Now, let's calculate the interest rate.

\[
r = \left( \frac{41,070}{27,750} \right)^{\frac{1}{6}} - 1
\]

Let me compute that for you.The annual interest rate for the investment is approximately 6.75%.

Would you like further details or explanations on this calculation?

Here are some related questions for further exploration:
1. What would the interest rate be if the investment period was 10 years?
2. How much would the balance be after 8 years with the same interest rate?
3. How does the interest rate change if the final balance was ₱50,000 instead?
4. What would the interest rate be if the initial investment was ₱30,000?
5. How does the interest rate differ for simple vs compound interest?

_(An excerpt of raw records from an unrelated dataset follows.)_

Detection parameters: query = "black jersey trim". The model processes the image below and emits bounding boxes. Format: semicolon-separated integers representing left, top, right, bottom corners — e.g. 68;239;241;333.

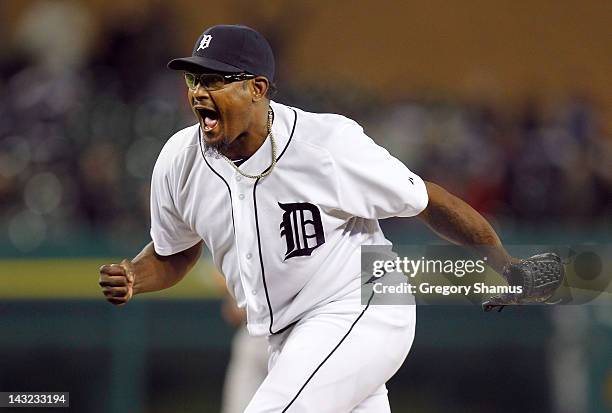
198;127;236;233
282;291;374;413
253;109;297;334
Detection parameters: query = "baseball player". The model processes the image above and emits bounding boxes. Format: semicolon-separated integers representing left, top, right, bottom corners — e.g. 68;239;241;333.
99;25;560;413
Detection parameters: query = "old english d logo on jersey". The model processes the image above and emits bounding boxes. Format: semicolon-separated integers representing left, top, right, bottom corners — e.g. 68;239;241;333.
278;202;325;260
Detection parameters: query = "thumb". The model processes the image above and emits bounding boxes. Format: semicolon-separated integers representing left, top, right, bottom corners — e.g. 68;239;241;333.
119;259;134;284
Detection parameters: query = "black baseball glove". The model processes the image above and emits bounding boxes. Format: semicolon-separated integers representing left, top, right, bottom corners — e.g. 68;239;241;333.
482;253;565;311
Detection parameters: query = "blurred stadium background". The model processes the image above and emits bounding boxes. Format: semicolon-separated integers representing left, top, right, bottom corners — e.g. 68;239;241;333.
0;0;612;413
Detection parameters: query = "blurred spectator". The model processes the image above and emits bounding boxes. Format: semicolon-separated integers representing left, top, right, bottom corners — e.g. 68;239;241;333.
0;0;612;251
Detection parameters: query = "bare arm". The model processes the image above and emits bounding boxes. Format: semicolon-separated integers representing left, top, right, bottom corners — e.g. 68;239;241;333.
99;241;202;305
418;182;512;274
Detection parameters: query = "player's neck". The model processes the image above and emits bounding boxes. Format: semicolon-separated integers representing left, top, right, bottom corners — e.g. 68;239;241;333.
223;105;268;160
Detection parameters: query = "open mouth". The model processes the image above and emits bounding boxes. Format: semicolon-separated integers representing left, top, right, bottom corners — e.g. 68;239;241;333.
195;107;219;132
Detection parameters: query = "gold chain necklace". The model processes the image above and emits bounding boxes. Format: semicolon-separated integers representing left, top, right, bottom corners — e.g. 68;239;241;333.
221;108;276;179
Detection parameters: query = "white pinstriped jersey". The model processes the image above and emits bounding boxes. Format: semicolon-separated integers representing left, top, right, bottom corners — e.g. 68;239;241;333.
151;102;428;335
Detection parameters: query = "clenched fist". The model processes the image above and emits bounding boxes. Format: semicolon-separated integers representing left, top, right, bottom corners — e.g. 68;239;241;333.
99;260;134;305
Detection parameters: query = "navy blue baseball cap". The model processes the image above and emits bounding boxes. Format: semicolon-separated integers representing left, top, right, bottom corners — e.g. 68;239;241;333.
168;24;274;82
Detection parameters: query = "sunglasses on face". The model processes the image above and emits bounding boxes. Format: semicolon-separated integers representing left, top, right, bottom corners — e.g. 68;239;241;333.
185;72;255;90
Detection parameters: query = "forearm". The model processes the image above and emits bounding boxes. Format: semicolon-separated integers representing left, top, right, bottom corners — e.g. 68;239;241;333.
131;242;202;294
419;182;511;272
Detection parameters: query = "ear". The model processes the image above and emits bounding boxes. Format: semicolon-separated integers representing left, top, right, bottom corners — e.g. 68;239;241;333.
251;76;270;102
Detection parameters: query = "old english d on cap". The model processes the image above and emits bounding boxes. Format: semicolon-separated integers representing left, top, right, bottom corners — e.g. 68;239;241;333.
168;25;274;82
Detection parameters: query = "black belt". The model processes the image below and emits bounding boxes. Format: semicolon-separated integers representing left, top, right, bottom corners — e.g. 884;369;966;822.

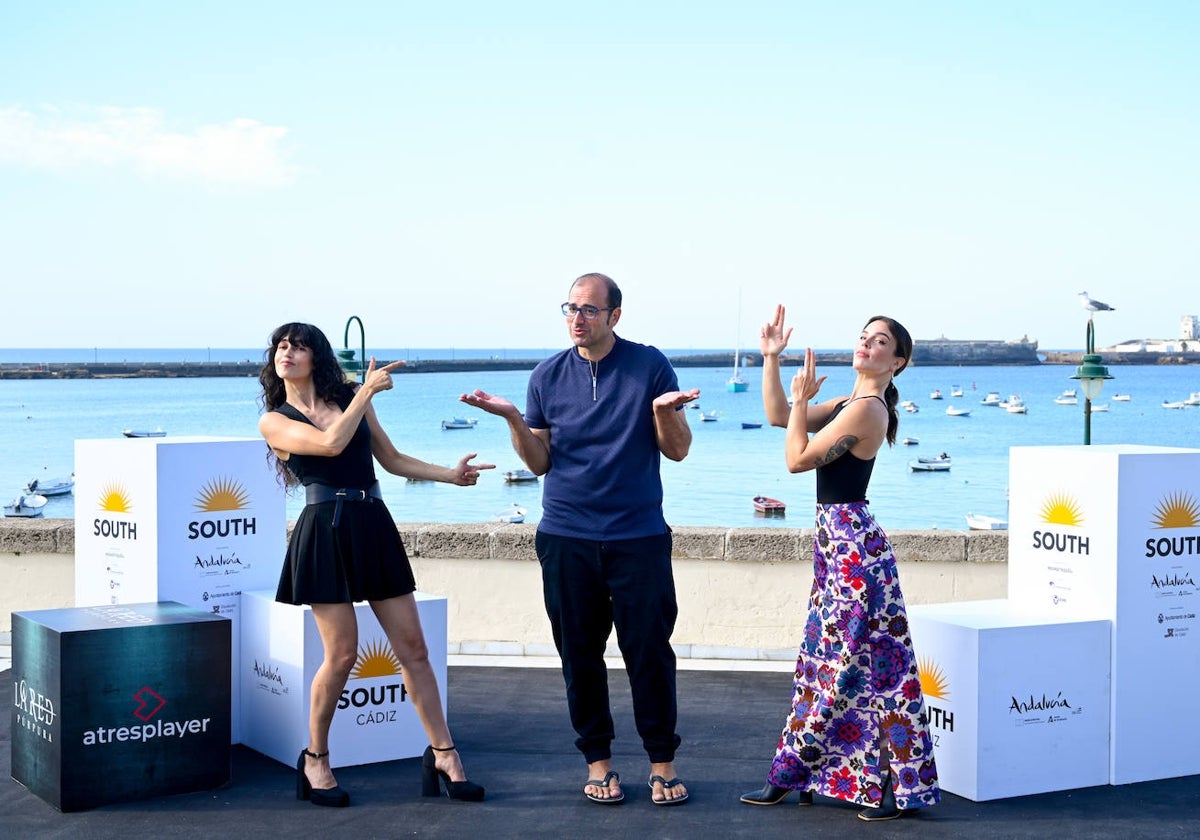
304;481;383;528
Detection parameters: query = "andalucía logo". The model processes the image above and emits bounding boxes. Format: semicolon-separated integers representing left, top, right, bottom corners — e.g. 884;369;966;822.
1146;493;1200;557
1033;493;1091;554
917;656;954;746
92;482;138;540
187;478;258;540
83;685;212;746
337;640;408;726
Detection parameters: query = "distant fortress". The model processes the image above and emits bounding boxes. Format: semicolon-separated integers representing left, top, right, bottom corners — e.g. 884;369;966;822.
0;336;1200;379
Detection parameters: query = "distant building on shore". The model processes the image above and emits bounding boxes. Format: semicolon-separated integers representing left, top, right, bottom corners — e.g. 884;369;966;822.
1104;316;1200;353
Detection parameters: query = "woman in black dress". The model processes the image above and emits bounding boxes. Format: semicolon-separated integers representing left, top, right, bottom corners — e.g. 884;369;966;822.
258;323;494;808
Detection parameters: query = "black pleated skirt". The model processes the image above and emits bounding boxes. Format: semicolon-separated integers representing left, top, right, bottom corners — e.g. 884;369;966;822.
275;499;416;604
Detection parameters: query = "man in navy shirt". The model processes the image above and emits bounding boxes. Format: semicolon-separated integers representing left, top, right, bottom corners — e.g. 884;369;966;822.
461;274;700;805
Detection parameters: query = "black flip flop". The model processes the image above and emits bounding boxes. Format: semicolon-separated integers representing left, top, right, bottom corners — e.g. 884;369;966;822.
583;770;625;805
647;776;688;805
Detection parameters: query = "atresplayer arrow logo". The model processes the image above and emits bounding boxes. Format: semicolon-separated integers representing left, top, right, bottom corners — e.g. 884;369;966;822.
133;685;167;720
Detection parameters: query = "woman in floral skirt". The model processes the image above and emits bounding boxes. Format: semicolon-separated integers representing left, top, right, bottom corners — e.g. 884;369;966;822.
742;306;941;821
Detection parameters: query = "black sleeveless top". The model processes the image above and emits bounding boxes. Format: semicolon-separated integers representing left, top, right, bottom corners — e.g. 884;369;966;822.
275;402;376;490
817;394;887;504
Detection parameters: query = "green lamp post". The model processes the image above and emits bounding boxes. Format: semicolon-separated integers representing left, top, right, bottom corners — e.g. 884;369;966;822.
1070;317;1112;445
337;316;367;382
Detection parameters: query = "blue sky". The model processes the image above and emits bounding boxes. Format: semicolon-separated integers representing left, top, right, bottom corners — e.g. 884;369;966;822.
0;0;1200;352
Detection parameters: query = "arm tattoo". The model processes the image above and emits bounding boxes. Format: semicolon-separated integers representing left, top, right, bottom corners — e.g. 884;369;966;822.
816;434;858;467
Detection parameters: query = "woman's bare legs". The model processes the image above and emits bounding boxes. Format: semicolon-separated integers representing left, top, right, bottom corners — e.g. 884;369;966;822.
305;604;359;788
371;594;467;781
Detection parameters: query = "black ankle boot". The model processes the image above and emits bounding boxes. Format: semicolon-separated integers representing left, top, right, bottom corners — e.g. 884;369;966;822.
421;744;484;802
858;770;908;822
296;749;350;808
742;781;812;805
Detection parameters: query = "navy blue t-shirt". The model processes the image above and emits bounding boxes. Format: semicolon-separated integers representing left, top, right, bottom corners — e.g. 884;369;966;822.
526;336;679;540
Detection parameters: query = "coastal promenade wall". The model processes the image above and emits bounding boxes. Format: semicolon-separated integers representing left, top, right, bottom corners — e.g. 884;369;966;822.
0;518;1008;661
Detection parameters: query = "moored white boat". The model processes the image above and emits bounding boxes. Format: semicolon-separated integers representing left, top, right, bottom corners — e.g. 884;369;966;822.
25;473;74;496
4;493;46;518
492;502;526;522
967;514;1008;530
751;496;787;516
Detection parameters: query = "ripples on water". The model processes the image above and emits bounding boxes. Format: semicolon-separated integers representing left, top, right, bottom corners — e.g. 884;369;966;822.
0;366;1200;530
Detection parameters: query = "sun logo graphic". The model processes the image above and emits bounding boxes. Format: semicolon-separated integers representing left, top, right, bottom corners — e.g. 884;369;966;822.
917;658;950;700
1152;493;1200;528
350;640;400;679
193;479;250;511
100;484;133;514
1042;493;1084;526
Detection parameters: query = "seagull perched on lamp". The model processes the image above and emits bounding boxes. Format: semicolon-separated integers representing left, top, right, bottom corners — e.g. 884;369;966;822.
1079;292;1115;312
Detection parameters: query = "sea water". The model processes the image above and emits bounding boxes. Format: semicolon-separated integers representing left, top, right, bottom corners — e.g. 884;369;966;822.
0;365;1200;530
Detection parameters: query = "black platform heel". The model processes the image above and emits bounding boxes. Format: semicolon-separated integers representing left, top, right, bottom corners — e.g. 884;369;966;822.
421;744;484;802
742;781;812;805
296;748;350;808
858;769;912;822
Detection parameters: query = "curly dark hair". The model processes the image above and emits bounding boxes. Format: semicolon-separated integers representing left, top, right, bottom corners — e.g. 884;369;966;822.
258;322;354;486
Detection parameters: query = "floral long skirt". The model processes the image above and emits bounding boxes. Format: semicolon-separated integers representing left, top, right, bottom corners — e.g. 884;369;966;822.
767;502;941;808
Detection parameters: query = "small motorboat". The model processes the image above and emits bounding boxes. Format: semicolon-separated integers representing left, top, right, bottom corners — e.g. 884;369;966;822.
967;514;1008;530
492;502;526;522
752;496;787;516
4;493;46;518
908;452;950;473
25;473;74;496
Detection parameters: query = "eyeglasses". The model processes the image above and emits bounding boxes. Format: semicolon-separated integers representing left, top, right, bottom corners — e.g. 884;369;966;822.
563;304;617;320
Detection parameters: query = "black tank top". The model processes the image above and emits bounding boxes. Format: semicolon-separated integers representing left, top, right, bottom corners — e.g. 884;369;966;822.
275;402;376;490
817;394;887;504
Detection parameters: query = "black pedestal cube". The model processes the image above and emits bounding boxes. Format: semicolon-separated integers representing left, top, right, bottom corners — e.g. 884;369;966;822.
12;601;232;811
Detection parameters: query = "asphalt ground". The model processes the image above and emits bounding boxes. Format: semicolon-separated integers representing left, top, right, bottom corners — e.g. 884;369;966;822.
0;666;1200;840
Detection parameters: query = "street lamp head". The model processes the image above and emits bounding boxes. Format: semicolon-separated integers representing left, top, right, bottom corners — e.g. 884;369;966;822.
1070;353;1112;401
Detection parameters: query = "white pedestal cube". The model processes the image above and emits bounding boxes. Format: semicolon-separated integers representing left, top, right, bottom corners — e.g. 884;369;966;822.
908;600;1110;802
1008;445;1200;784
241;589;446;767
74;437;287;743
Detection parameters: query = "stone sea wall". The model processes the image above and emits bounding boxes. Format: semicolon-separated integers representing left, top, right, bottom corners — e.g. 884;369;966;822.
0;518;1008;661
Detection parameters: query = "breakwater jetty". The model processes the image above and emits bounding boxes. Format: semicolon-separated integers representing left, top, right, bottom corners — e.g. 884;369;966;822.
0;338;1200;380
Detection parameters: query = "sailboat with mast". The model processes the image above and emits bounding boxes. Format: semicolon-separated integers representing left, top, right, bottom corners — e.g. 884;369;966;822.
725;289;746;394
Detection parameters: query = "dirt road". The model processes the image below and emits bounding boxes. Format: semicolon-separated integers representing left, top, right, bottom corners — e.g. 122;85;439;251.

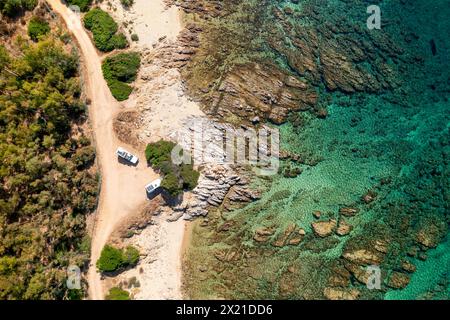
47;0;157;300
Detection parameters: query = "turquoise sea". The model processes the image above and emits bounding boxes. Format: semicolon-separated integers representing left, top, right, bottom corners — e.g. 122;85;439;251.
183;0;450;299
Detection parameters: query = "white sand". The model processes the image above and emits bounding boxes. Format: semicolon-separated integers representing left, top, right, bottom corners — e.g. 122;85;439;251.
101;0;182;47
112;215;186;300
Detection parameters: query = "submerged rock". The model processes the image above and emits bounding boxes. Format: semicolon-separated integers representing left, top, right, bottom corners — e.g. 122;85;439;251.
323;287;360;300
387;271;409;289
311;219;337;238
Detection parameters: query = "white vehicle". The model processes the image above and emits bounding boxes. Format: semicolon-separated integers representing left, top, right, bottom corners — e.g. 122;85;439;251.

**Tip:** Always ensure to verify if the interest being applied is simple or compound, as it significantly affects the final amount.

What was the interest rate if your balance on an investment of ₱27,750 at the end of six years is ₱41,070?

Learn how to calculate the annual interest rate for an investment of ₱27,750 that grows to ₱41,070 over 6 years using the compound interest formula. Explore key concepts like exponential growth and apply the formula step by step. Suitable for students in Grades 10-12.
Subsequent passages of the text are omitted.